Competitor PredictIt has operated in the US since 2014, in partnership with Victoria University of Wellington in New Zealand, and operates under a “no action” letter from the CFTC, making it exist as a “data collection tool for academic researchers.” PredictIt also allows betting on the US election, and currently puts Trump’s odds at 52% and Kamala Harris’s at 49%. It charges a 10% fee on profits and limits the amount invested in any single contract to a maximum of $850, so trading volumes are much lower than Polymarket: $31 million has been bet on the election outcome so far, compared to $446 million for Polymarket. In August 2022, the CFTC withdrew its "no action" letter and ordered PredictIt to cease operations; the market remains operational and is challenging the decision in court. Its clearing firm, Aristotle, is also seeking to register a fully regulated venue. "We have operated lawfully in the U.S. for 10 years without action and expect to continue operating for another 10 years or more," said John Aristotle Phillips, founder and CEO of PredictIt.


Another competitor is CFTC-regulated Kalshi, which doesn’t offer election betting but does offer bets on government-related events, such as the Federal Reserve’s interest rate decisions. The platform charges a small fee based on the maximum potential payoff of a contract and the implied probability of achieving those payoffs. “Kalshi is focused on continuing to build a legal and regulated U.S. prediction market,” Kalshi CEO Tarek Mansour said in a comment to Forbes.


More restrictions could be on the horizon. In May, the U.S. Commodity Futures Trading Commission (CFTC) proposed banning contracts tied to political contests, award ceremonies, or sporting events, deeming them “contrary to the public interest.” In response to a request for comment from Forbes, the CFTC pointed to its settlement agreement with Polymarket and said the comment period for the rule proposal ends on August 8.


However, on June 28, the Supreme Court ruled against federal agencies’ regulations on fishing vessels in Loper Bright Enterprises v. Raimondo, effectively overturning the so-called “Chevron deference” doctrine that allowed federal agencies to enforce regulations based on their own interpretations of sometimes vague laws. As a result, the authority of agencies like the Securities and Exchange Commission (SEC) and the Commodity Futures Trading Commission (CFTC) will be challenged. This could be a big boost for prediction markets like Polymarket, which are under pressure from the CFTC.

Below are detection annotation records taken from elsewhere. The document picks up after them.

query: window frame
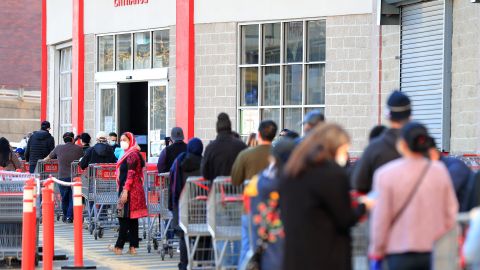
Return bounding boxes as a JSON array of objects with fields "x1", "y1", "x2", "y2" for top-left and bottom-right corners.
[
  {"x1": 95, "y1": 27, "x2": 171, "y2": 73},
  {"x1": 236, "y1": 17, "x2": 327, "y2": 137}
]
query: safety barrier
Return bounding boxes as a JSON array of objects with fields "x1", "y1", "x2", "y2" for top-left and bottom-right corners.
[{"x1": 207, "y1": 177, "x2": 243, "y2": 269}]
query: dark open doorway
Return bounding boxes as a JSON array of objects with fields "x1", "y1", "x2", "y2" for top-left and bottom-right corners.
[{"x1": 118, "y1": 82, "x2": 148, "y2": 152}]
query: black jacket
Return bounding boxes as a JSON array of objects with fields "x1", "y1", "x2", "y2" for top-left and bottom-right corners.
[
  {"x1": 280, "y1": 162, "x2": 365, "y2": 270},
  {"x1": 80, "y1": 143, "x2": 117, "y2": 169},
  {"x1": 202, "y1": 132, "x2": 247, "y2": 181},
  {"x1": 25, "y1": 130, "x2": 55, "y2": 164},
  {"x1": 352, "y1": 129, "x2": 400, "y2": 193}
]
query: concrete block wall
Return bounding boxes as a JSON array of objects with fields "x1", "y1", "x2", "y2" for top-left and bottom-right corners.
[
  {"x1": 195, "y1": 23, "x2": 237, "y2": 142},
  {"x1": 83, "y1": 34, "x2": 96, "y2": 138},
  {"x1": 451, "y1": 0, "x2": 480, "y2": 154},
  {"x1": 325, "y1": 14, "x2": 378, "y2": 155}
]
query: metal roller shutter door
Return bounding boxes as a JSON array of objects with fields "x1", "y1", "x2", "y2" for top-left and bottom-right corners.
[{"x1": 400, "y1": 0, "x2": 451, "y2": 151}]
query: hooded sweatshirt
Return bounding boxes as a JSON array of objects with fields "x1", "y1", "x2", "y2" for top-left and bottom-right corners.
[
  {"x1": 25, "y1": 130, "x2": 55, "y2": 165},
  {"x1": 80, "y1": 143, "x2": 117, "y2": 169},
  {"x1": 169, "y1": 138, "x2": 203, "y2": 210}
]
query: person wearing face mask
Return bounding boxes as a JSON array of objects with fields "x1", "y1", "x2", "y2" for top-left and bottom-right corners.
[
  {"x1": 279, "y1": 123, "x2": 366, "y2": 270},
  {"x1": 369, "y1": 122, "x2": 458, "y2": 270},
  {"x1": 79, "y1": 131, "x2": 117, "y2": 170}
]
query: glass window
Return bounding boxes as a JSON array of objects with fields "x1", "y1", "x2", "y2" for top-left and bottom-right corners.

“I think in the long run, event markets will tend to be accepted,” said Giancarlo.


A big question for Polymarket going forward is how to maintain its trading volume and momentum after November 2024. Coplan and his backers don’t seem worried about that. “It’s true that volume is often driven by events like elections, but there are always big events happening, perhaps even more so in an increasingly volatile world,” General Catalyst’s Bhargava wrote. “Another driver of continued growth is a population that is keen to predict and observe what others are really thinking, which is a challenge on traditional social media and even more so in generative AI where inaccurate content can be mass-produced without consequence.”


Competition will be another big challenge for Polymarket given the low barriers to entry in cryptocurrencies. Memecoins like DJT have served as alternatives to prediction markets. The space has also attracted brokerages, such as billionaire Thomas Peterffy’s Interactive Brokers, which recently announced the launch of ForecastEx, a prediction market based on the release of important economic data, offering contracts such as the U.S. federal funds target rate and the U.S. consumer price index. In April, Susquehanna International, a trading firm owned by billionaire Jeff Yass, formed a dedicated team to build markets on Polymarket competitor Kalshi.


Despite facing competition from traditional finance, Dragonfly’s Schmidt is confident Coplan has the upper hand in the race to build a lasting prediction market. “Ultimately, Polymarket’s ability to allow an ecosystem of creators to create new markets is its secret weapon, something that traditional finance competitors can’t easily replicate,” he said. “Think YouTube, not TV.”